How about getting him clipped down short especially on his feet, rear end and tummy so you can rinse him clean every couple days? How much of a beard do you allow? Perhaps getting that trimmed down and kept cleaner would help. I had a JRT that came with quite the beard, over time I shortened it and he still looked properly wiry even with the muzzle bit at upper lip level.
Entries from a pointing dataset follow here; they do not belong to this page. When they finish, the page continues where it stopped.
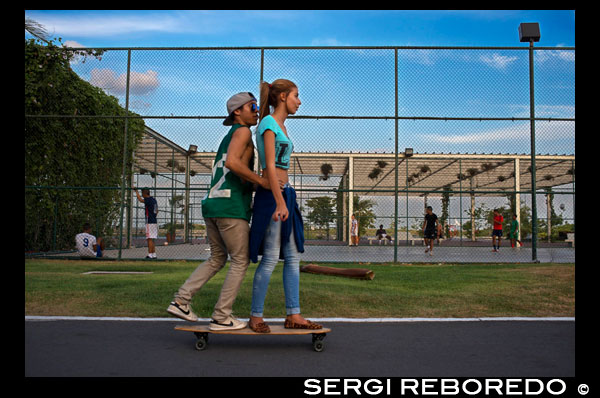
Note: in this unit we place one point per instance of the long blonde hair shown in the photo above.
(269, 94)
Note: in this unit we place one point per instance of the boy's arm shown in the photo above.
(235, 153)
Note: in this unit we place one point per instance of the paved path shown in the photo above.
(372, 253)
(405, 349)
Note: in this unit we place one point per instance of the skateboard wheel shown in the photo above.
(318, 345)
(201, 344)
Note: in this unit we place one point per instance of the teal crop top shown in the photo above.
(283, 145)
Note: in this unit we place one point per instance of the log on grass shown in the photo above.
(359, 273)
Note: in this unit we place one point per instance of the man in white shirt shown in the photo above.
(87, 244)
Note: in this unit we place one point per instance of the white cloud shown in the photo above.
(96, 24)
(545, 131)
(497, 61)
(139, 83)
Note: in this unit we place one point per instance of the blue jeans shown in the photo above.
(291, 271)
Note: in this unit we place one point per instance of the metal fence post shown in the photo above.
(532, 130)
(124, 181)
(396, 158)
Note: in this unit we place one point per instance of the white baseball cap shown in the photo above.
(236, 102)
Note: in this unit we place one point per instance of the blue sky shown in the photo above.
(354, 82)
(491, 83)
(190, 28)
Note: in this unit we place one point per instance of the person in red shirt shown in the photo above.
(497, 231)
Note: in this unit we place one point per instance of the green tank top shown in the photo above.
(229, 196)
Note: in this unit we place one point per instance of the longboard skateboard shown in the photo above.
(202, 331)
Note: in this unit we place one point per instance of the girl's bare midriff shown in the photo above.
(281, 174)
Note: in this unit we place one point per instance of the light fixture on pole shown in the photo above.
(530, 32)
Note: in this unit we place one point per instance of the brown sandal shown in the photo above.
(310, 325)
(260, 327)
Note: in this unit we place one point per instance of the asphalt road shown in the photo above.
(405, 349)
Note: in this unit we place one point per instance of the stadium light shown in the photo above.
(529, 31)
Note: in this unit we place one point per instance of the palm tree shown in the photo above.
(36, 29)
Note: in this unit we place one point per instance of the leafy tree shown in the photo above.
(63, 151)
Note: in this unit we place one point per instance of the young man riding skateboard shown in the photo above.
(226, 211)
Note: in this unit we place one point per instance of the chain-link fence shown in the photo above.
(382, 133)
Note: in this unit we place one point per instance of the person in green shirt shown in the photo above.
(513, 235)
(226, 210)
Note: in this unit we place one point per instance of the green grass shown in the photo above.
(57, 287)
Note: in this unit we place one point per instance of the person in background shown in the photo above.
(87, 244)
(151, 210)
(497, 230)
(354, 231)
(513, 235)
(430, 229)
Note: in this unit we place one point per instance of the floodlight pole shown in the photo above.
(532, 130)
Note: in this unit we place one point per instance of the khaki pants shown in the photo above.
(225, 236)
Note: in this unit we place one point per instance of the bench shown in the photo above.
(385, 240)
(570, 239)
(411, 239)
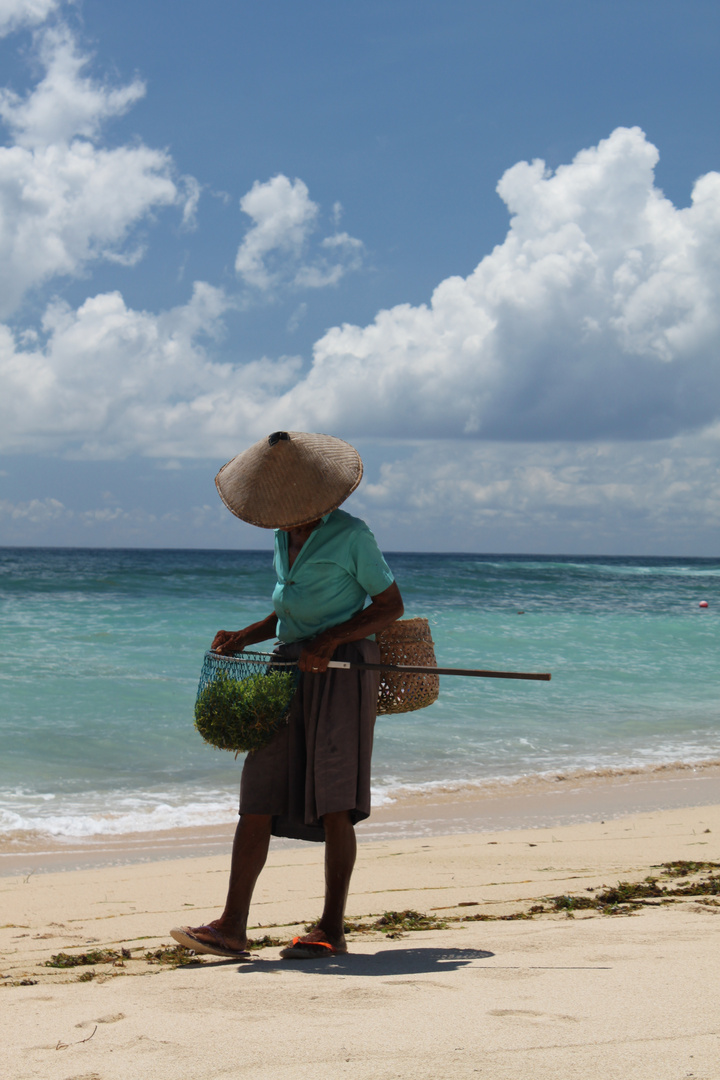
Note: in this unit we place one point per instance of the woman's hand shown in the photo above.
(227, 642)
(316, 653)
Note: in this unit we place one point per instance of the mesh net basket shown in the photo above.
(243, 701)
(407, 642)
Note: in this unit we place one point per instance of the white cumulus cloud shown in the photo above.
(274, 250)
(596, 319)
(65, 201)
(653, 497)
(597, 316)
(107, 380)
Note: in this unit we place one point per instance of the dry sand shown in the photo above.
(593, 996)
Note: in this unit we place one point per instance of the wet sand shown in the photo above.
(503, 996)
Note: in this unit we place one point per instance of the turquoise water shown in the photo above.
(100, 651)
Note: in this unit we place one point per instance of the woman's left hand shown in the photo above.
(316, 653)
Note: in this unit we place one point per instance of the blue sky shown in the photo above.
(477, 240)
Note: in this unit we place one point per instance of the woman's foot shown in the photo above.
(212, 939)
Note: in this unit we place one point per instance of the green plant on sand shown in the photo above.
(243, 715)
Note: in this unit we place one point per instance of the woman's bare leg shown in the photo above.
(249, 852)
(340, 851)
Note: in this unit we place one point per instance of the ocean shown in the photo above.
(100, 652)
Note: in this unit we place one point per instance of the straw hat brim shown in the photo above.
(289, 478)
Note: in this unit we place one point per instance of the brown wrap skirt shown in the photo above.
(320, 761)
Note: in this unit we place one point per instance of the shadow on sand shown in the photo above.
(397, 961)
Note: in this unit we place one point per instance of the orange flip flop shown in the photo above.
(302, 948)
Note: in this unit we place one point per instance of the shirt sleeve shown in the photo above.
(371, 570)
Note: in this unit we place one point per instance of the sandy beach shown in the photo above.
(516, 975)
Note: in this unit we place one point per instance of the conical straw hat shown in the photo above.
(289, 478)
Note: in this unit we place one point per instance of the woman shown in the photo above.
(313, 781)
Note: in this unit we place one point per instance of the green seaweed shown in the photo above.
(81, 959)
(244, 715)
(174, 956)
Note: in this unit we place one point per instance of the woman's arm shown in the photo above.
(381, 612)
(228, 642)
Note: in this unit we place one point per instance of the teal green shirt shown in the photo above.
(337, 568)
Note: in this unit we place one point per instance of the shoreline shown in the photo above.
(512, 969)
(539, 801)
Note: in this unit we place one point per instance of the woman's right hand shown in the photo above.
(228, 642)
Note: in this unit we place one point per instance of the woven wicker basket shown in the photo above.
(407, 642)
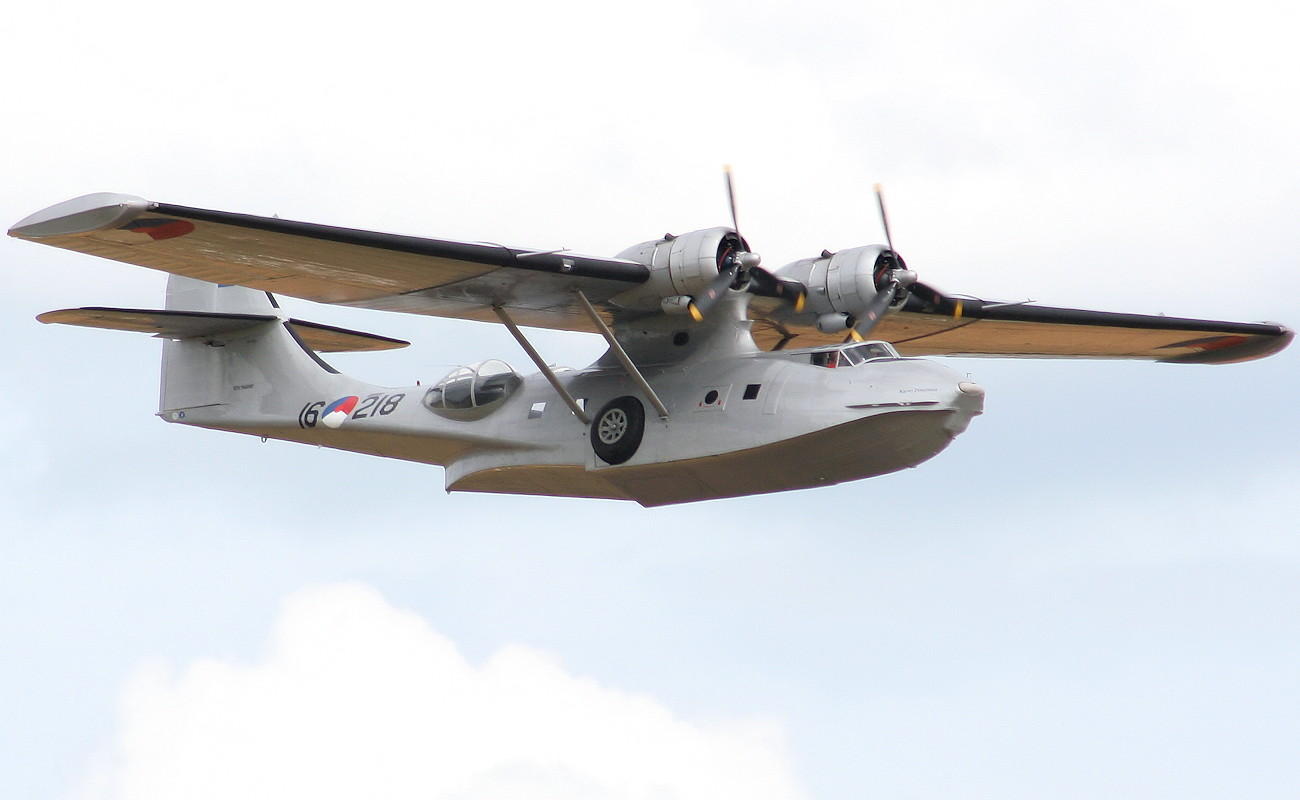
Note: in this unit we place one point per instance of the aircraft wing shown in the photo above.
(467, 280)
(969, 327)
(337, 266)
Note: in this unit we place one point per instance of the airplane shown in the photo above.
(722, 379)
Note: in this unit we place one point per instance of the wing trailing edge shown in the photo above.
(203, 324)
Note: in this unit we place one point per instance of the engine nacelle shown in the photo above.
(844, 282)
(680, 267)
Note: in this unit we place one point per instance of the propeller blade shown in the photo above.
(875, 310)
(731, 197)
(884, 217)
(935, 299)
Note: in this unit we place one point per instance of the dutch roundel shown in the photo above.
(334, 414)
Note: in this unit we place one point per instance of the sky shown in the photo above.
(1092, 592)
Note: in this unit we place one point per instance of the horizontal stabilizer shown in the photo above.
(196, 324)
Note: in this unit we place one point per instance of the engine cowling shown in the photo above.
(680, 267)
(844, 282)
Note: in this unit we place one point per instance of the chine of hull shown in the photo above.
(863, 448)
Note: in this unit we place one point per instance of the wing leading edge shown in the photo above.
(467, 280)
(338, 266)
(970, 327)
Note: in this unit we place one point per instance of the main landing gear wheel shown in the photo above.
(618, 428)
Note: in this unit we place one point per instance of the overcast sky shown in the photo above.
(1092, 592)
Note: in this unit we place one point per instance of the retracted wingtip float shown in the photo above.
(757, 380)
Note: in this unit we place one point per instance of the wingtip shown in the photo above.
(87, 213)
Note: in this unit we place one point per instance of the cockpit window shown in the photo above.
(473, 392)
(852, 355)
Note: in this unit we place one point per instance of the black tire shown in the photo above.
(616, 431)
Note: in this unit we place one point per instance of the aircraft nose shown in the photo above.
(969, 402)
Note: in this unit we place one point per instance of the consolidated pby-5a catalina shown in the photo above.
(722, 379)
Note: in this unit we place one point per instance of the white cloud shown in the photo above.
(359, 699)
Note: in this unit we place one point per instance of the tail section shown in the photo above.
(232, 358)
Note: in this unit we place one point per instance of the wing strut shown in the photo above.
(537, 359)
(622, 355)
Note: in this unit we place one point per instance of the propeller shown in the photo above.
(739, 268)
(892, 276)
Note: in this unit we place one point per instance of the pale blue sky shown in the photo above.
(1091, 593)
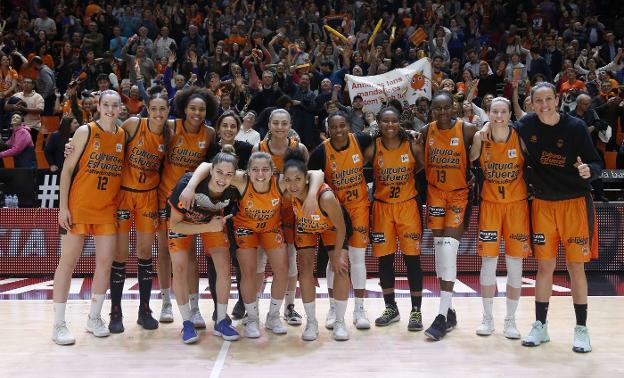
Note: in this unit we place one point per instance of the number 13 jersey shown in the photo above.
(393, 172)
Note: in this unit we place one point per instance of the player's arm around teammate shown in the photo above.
(79, 215)
(504, 212)
(327, 222)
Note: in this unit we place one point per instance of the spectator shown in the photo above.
(55, 144)
(20, 144)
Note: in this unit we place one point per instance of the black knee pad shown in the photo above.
(414, 272)
(386, 271)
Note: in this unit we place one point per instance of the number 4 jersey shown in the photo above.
(97, 178)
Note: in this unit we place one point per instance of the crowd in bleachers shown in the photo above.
(56, 56)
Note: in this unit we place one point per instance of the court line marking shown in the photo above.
(220, 361)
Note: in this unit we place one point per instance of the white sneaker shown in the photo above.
(511, 331)
(197, 320)
(166, 313)
(360, 319)
(274, 323)
(330, 319)
(340, 331)
(310, 333)
(487, 326)
(97, 327)
(581, 340)
(61, 334)
(538, 335)
(251, 328)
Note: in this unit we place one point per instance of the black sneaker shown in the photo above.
(116, 323)
(238, 312)
(437, 329)
(451, 320)
(145, 319)
(389, 316)
(415, 322)
(292, 316)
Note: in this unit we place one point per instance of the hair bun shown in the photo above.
(228, 149)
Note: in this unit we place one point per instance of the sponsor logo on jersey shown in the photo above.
(539, 239)
(241, 231)
(378, 237)
(488, 236)
(436, 211)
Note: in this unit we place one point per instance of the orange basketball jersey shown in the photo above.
(260, 211)
(345, 175)
(446, 158)
(315, 223)
(503, 170)
(144, 155)
(277, 160)
(97, 178)
(186, 152)
(393, 172)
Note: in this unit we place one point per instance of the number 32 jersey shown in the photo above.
(393, 171)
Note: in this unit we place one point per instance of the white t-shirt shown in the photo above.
(250, 136)
(34, 101)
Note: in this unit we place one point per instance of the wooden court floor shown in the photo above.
(26, 349)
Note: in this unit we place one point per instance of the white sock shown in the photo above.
(59, 312)
(97, 300)
(289, 298)
(487, 307)
(310, 309)
(252, 310)
(341, 308)
(185, 311)
(359, 303)
(276, 304)
(165, 294)
(221, 311)
(512, 306)
(194, 301)
(445, 302)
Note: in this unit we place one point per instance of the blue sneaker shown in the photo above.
(225, 330)
(189, 335)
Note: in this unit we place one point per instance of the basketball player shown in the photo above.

I live in a really dry climate and put down an old bath towel on wet days to wipe feet off before they come in the house. Easy since it doesn't happen often. You could start a new routine, foot bath before coming in.


----------



## marypetlover (Mar 30, 2017)

Yes we've been having him wipe his feet before he comes up and we take him to get groomed about once a month and rinse him every 2 weeks or so but he continues to stink so I think it's probably something with his diet. We keep his feet, privates, beard, etc pretty short. We try our best to keep him out of the cat food but he's a sneaky catfood-loving guy so he does get some every so often, could that be causing the stink do you think? For his food he gets kirkland organic brand dry and wet food.


----------



## Kathyy (Jun 15, 2008)

Are his anal sacs healthy? Even though I emptied them when they bothered her Sassy stunk as she licked the area.

Grooming once a month is really great but are you combing/brushing him out between sessions? Especially if he is getting wet stuff could be trapped in all his fuzz.

Other than it being too much food and the poor cat isn't getting fed it's fine for a dog to eat cat food. Cats cannot thrive on dog food but the other way around is okay.


----------